If he's not drinking from it yet, you could put in a bottle and bowl for a little while. Once he's figured out that it's easier to get water out of the bowl, take the bottle back out.


----------



## zombiesatenine (Jan 9, 2012)

smhufflepuff said:


> If he's not drinking from it yet, you could put in a bottle and bowl for a little while. Once he's figured out that it's easier to get water out of the bowl, take the bottle back out.


Would he not just get used to using the bottle again and disregaurd the bowl, though?


----------



## raerysdyk (Oct 21, 2011)

I think you will be surprised. Most hedgies prefer the bowl over the bottle (the rescue I took in was on her bottle her whole life, a year, and immediately took to the bowl). Bowls provide a much more natural position for them to drink, and they don't have to bite at something to get a drink.

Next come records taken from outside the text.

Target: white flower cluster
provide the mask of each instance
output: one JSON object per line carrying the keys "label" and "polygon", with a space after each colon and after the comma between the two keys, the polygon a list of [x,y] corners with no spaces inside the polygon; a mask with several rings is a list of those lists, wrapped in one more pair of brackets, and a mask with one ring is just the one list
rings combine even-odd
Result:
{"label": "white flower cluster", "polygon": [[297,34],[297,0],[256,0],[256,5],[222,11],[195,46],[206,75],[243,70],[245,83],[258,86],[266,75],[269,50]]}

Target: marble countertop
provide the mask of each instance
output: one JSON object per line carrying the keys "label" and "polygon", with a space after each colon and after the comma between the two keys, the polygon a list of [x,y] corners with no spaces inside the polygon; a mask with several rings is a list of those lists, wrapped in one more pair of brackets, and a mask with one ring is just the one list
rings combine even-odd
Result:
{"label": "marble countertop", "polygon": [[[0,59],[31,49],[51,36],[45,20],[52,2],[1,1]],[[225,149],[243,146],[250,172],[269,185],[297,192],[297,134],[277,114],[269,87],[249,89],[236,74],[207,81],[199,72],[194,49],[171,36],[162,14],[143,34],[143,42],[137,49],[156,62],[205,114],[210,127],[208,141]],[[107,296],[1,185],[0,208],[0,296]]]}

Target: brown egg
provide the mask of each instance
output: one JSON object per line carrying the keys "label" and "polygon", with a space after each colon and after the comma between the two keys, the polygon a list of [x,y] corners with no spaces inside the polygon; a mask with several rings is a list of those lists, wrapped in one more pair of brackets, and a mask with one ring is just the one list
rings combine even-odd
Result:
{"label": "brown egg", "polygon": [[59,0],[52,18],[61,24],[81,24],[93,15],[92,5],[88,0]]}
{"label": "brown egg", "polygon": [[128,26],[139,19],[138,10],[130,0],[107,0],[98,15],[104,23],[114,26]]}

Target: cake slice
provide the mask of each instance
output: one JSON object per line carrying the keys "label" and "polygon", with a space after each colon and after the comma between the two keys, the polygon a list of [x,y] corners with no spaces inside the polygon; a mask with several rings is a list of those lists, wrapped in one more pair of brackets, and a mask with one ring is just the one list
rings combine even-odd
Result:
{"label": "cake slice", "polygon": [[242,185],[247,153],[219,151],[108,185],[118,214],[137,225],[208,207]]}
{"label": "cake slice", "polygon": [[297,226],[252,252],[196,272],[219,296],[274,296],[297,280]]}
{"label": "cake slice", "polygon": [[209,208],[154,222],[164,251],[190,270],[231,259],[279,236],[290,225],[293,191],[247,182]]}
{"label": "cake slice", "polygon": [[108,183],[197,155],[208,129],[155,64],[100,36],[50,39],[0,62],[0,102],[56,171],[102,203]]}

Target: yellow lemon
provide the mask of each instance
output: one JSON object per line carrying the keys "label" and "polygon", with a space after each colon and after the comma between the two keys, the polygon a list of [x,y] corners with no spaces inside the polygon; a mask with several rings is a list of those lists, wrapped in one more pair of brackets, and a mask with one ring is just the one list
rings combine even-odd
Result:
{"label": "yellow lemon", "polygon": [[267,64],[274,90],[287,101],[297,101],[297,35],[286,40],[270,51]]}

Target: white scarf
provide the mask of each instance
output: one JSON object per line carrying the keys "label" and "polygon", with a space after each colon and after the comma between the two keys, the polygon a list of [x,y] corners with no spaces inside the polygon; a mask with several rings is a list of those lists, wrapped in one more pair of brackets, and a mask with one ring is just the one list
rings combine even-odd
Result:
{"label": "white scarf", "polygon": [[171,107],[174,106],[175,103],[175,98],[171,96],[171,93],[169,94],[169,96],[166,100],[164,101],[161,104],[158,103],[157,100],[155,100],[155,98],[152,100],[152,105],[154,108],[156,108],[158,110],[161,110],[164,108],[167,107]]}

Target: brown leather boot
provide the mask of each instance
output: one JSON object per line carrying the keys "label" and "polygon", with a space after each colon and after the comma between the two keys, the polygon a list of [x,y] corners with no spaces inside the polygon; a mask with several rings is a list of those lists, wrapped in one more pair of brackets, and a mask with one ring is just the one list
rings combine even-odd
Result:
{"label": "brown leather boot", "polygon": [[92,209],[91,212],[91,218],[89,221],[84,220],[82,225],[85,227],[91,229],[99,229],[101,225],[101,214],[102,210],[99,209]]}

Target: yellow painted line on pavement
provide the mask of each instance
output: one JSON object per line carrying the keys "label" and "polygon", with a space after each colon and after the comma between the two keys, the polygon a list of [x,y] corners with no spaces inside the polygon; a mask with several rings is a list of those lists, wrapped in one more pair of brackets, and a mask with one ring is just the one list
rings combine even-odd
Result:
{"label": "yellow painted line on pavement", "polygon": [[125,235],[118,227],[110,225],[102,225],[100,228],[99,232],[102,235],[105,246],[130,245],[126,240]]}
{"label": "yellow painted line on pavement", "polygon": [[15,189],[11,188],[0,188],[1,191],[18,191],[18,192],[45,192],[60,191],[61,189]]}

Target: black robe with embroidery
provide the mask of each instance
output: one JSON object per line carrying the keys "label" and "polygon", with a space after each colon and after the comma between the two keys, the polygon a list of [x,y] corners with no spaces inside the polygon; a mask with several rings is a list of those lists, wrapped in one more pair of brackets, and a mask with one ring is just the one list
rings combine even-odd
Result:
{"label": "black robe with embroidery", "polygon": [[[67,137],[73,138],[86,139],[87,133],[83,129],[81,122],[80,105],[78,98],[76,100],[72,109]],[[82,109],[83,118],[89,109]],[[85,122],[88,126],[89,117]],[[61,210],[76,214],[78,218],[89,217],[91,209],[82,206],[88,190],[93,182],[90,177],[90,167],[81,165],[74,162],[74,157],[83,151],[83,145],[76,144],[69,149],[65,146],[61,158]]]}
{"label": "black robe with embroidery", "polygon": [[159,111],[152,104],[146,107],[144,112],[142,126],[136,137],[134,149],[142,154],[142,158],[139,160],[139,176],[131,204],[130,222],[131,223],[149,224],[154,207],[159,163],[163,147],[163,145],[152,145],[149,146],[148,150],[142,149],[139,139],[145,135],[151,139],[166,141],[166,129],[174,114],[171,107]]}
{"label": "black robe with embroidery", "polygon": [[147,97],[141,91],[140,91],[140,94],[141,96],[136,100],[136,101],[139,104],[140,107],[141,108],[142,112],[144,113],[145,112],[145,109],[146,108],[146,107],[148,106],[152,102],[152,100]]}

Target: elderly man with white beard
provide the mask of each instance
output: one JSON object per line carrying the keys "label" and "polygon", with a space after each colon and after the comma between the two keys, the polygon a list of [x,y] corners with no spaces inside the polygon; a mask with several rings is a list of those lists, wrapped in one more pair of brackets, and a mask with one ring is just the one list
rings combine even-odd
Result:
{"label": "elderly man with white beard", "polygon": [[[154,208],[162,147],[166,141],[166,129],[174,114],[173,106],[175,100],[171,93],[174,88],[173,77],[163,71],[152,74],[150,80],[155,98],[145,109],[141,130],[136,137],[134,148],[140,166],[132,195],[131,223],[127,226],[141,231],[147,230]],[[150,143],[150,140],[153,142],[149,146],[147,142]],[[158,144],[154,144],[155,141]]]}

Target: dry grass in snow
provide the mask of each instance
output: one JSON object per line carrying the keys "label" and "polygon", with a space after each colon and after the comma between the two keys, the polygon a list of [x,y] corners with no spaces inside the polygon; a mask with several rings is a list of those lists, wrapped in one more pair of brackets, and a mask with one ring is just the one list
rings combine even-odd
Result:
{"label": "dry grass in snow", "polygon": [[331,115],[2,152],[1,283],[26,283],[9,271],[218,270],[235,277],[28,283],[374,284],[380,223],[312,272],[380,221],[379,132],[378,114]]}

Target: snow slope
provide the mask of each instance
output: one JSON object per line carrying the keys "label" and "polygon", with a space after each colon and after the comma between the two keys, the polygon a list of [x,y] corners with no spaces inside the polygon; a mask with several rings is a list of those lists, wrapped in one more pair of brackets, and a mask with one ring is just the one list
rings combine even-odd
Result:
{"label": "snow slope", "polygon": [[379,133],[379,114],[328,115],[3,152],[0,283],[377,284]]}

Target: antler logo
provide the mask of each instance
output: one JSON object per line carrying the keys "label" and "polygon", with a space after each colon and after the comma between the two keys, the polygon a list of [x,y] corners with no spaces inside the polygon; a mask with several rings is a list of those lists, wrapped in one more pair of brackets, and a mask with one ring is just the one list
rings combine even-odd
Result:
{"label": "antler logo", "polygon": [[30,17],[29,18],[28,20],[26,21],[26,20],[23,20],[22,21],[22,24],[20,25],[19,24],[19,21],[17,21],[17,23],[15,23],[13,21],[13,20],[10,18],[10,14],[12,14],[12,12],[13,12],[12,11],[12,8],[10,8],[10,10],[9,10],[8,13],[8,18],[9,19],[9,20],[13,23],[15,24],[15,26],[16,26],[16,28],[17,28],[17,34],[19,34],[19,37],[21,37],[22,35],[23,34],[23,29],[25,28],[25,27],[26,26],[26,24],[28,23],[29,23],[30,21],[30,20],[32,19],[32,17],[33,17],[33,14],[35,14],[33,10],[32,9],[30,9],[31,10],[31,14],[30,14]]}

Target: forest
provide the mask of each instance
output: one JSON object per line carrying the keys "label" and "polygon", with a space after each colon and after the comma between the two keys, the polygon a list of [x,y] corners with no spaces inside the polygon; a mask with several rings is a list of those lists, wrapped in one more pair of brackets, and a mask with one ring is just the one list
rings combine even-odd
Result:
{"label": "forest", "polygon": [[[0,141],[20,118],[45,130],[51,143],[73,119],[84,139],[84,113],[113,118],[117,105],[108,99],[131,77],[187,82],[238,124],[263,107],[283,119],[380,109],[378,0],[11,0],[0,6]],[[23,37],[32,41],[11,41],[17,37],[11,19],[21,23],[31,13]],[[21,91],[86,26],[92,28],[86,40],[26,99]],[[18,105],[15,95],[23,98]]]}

Your hedgie probably just hasn't figured out the bowl yet. It takes time, sometimes, to retrain behavior...I have faith that your hedgie will switch to the bowl.


----------



## zombiesatenine (Jan 9, 2012)

raerysdyk said:


> I think you will be surprised. Most hedgies prefer the bowl over the bottle (the rescue I took in was on her bottle her whole life, a year, and immediately took to the bowl). Bowls provide a much more natural position for them to drink, and they don't have to bite at something to get a drink. Your hedgie probably just hasn't figured out the bowl yet. It takes time, sometimes, to retrain behavior...I have faith that your hedgie will switch to the bowl.


That makes sense, thank you!


----------